Secondo il ministro della Difesa Ivan Anušić, il ripristino del servizio di leva è un passo fondamentale per adeguare le strutture militari alle nuove sfide internazionali: «L’attuale situazione geopolitica richiede il ripristino dell’addestramento militare di base», ha dichiarato. La riforma prevede incentivi lavorativi per chi completa il servizio, un tentativo di coniugare esigenze di sicurezza con politiche giovanili e occupazionali.
L’addestramento sarà distribuito su tre centri sparsi nel Paese, e ogni anno saranno organizzati fino a cinque cicli formativi, ciascuno composto da circa 800 giovani. Si prevede quindi un totale massimo di 4.000 arruolati contemporanei, con un compenso mensile di circa 1.100 euro.
La legge ha suscitato reazioni contrastanti all’interno del panorama politico. L’opposizione di sinistra ha criticato duramente il provvedimento, definendolo un freno alla libertà individuale e un ostacolo alla vita professionale dei giovani. Sono stati sollevati dubbi anche sul fronte della parità di genere, evidenziando l’obbligatorietà solo per gli uomini.
Nonostante le polemiche, il governo ha confermato la volontà di andare avanti, sottolineando che la nuova leva servirà anche a rafforzare il legame tra cittadini e istituzioni, promuovendo un senso di responsabilità collettiva verso la difesa nazionale.

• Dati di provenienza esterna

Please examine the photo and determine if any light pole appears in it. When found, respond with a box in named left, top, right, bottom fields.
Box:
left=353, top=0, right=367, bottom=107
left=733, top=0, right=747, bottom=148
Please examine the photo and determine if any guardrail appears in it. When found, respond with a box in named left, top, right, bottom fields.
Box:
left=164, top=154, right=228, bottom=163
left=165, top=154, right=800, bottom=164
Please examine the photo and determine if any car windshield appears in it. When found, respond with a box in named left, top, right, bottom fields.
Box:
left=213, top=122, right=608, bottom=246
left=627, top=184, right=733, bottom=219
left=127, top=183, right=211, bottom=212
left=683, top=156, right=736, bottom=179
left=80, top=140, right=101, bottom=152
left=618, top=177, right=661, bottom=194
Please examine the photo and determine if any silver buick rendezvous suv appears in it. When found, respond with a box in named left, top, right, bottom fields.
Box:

Con questa riforma, la Croazia torna al modello di addestramento militare abbandonato nel 2008, poco prima dell’adesione alla NATO, quando si era optato per forze armate professionali basate sul volontariato. A distanza di quasi vent’anni, il cambio di rotta segnala una nuova fase nelle strategie difensive del Paese, più orientata all’autosufficienza e alla mobilitazione nazionale.
Il vero banco di prova sarà la fase attuativa, prevista per l’inizio del 2026: l’efficacia della misura dipenderà non solo dalla capacità logistica delle forze armate, ma anche dalla risposta dei giovani e dall’equilibrio tra obblighi militari, diritti individuali e opportunità civili.